In a speech in Cleveland tomorrow, President Obama will propose an economic stimulus plan that would allow businesses to deduct immediately the entire cost of new equipment from taxes, instead of having to deduct it over the course of up to 20 years, as is the case now. The tax credit is the latest plan to revive the sputtering economy and to prove to critics that the president supports business -- but some are skeptical about whether it can work.
The New York Times's Paul Krugman isn't so sure it's a good idea to put more money in companies' hands, arguing that an increase in public works spending might actually do more to help the economy. Obama's plan includes $50 billion to spend on infrastructure, a figure that Krugman thinks is paltry.
If the president's proposal is in part a political stratagem, Krugman says he should make it bolder. Indeed, with midterm elections approaching, Congress would effectively have only three weeks to pass the legislation before lawmakers begin campaigning, and before the balance of power could shift significantly: The plan might be doomed from the start.
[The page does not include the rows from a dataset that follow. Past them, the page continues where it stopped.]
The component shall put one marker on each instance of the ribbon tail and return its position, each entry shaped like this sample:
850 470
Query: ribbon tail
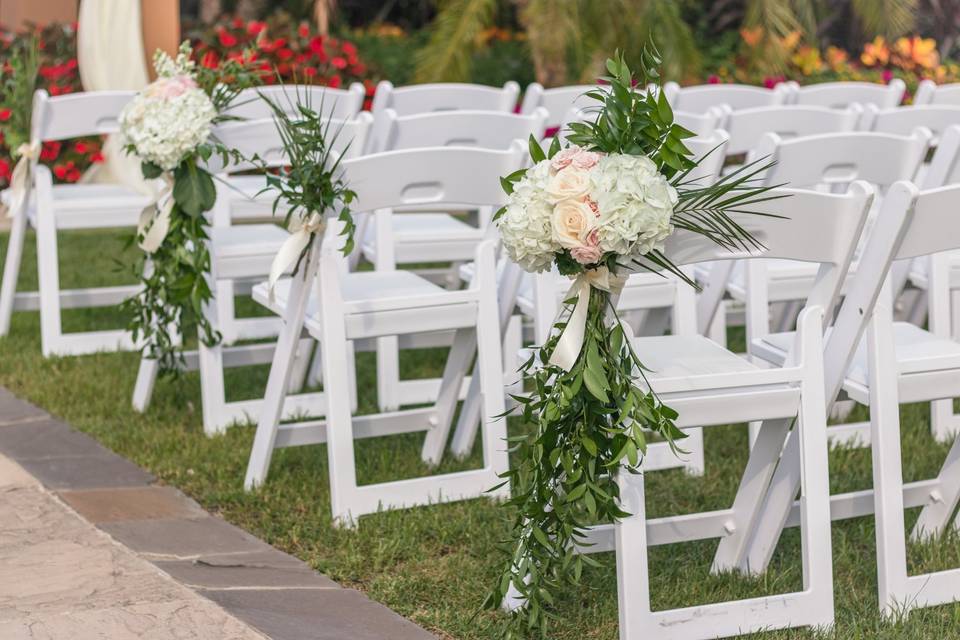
19 187
570 343
289 252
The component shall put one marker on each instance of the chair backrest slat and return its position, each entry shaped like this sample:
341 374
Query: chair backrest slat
341 104
840 158
929 92
455 175
700 98
261 137
484 129
748 126
557 101
444 96
843 93
87 113
902 121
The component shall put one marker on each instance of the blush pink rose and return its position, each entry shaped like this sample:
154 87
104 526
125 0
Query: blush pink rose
167 88
585 160
563 158
589 252
586 255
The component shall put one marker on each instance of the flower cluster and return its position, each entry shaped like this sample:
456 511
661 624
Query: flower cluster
768 60
294 52
58 74
171 117
588 205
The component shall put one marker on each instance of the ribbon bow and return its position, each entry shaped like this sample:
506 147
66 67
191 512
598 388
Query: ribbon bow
293 246
20 178
571 340
155 217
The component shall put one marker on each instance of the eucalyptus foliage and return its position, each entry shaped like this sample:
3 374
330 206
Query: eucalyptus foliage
311 183
593 421
174 279
17 85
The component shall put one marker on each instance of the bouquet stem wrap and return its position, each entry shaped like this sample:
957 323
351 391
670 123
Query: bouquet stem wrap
571 339
21 177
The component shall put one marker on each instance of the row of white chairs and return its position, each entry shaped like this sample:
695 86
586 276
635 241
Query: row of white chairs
352 310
If passed, though, the tax credit would allow businesses to write off eligible expenses right away, rather than in annual increments, effectively giving them their money sooner than they currently can get it. The program would take a big toll on government coffers initially -- $200 billion -- in the first two years. But after a decade, since tax breaks would have already been doled out, that cost would even out to a more palatable $30 billion. Equipment investments made starting tomorrow, regardless of when the program passes, would be eligible. "Temporary investment incentives like this can have big effects because they really pull investment forward," Columbia University business school dean R. Glenn Hubbard said.
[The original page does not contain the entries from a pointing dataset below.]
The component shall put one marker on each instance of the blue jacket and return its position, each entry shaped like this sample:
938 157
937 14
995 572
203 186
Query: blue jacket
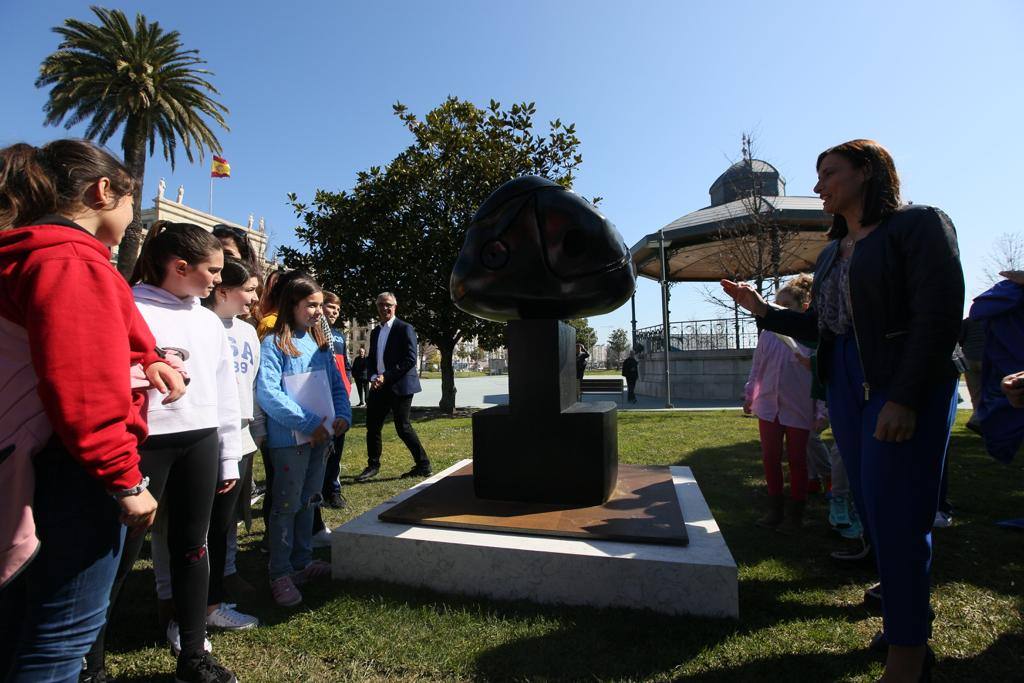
400 353
283 414
1001 310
But again, it remains unclear whether that would actually help. As the Wall Street Journal points out, businesses mostly aren't taking advantage of the ultra-cheap loans currently available from banks. And, says Politico, without consumer demand, there's no reason for them to invest in new equipment.
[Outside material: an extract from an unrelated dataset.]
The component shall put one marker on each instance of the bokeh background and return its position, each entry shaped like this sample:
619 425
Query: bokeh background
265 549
The president's critics say he's missed the point -- namely, the issue of extending the Bush tax cuts. "If this will be offered as a tradeoff for raising the top two rates, it's a non-starter," Jade West, senior vice president of the National Association of Wholesaler-Distributors, said.
Still, the president believes his proposal will have a broad appeal. "It's a plan that history tells us can and should attract bipartisan support," he said.